Startled, Kari dropped the pitcher with a squeal. It shattered into a million pieces with that distinctive sound only glass can make.

Drawn by the sound Mrs. Williams came running. “Is everything OK?” she cried, the concern evident in her voice.

She entered the kitchen, eyes darting from her husband to Kari and to the pitcher on the floor. From the relief in her face you could tell she expected to see blood or worse. (As mothers always do)

“What happened?!” she cried. Apparently more reassurance was needed.

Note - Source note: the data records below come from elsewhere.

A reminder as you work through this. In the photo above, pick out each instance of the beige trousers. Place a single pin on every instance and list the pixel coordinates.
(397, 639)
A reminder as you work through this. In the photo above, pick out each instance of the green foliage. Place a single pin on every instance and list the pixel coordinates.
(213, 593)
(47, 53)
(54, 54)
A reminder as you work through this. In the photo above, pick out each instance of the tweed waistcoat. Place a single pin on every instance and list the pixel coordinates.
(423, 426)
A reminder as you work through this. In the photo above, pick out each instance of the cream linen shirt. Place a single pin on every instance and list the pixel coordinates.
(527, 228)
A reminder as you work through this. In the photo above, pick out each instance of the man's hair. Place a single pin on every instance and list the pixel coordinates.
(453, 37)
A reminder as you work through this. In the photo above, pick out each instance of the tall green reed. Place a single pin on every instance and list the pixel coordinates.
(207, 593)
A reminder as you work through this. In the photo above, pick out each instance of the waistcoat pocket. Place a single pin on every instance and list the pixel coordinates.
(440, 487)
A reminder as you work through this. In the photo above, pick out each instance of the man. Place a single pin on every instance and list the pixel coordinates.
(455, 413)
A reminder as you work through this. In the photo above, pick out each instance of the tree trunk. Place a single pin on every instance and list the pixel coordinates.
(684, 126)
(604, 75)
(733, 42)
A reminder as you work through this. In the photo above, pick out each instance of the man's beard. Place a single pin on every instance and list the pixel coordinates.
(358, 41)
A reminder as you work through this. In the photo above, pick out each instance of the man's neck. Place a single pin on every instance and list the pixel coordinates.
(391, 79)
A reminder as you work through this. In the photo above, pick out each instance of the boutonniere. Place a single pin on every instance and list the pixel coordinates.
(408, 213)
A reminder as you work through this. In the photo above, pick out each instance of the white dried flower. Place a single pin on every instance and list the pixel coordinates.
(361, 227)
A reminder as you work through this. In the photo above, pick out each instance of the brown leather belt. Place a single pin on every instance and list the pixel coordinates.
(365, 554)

Kari didn't know what to say. She simply stood there with syrup on her cheek.

“I'm afraid I startled the poor girl, Miriam.” Mr. Williams stepped in, saving her.

Mrs. Williams shot him one of her patented “It figures” glares then set about cleaning up the mess.

Kari too, shot him a look, though it was one of unrestrained relief. He responded with a wink, then motioned to his cheek before retiring to the living room once more, without the coffee he'd come in to retrieve.

Kari wiped the incriminating syrup off her cheek, then apologized to Stephanie's mom.

“Oh, don't worry about it!” The elder woman replied, wiping more sticky shards into the dustpan. “It's just some old glass pitcher!” 

She flashed Kari a smile, then dumped the remains of her treasured wedding present into the garbage.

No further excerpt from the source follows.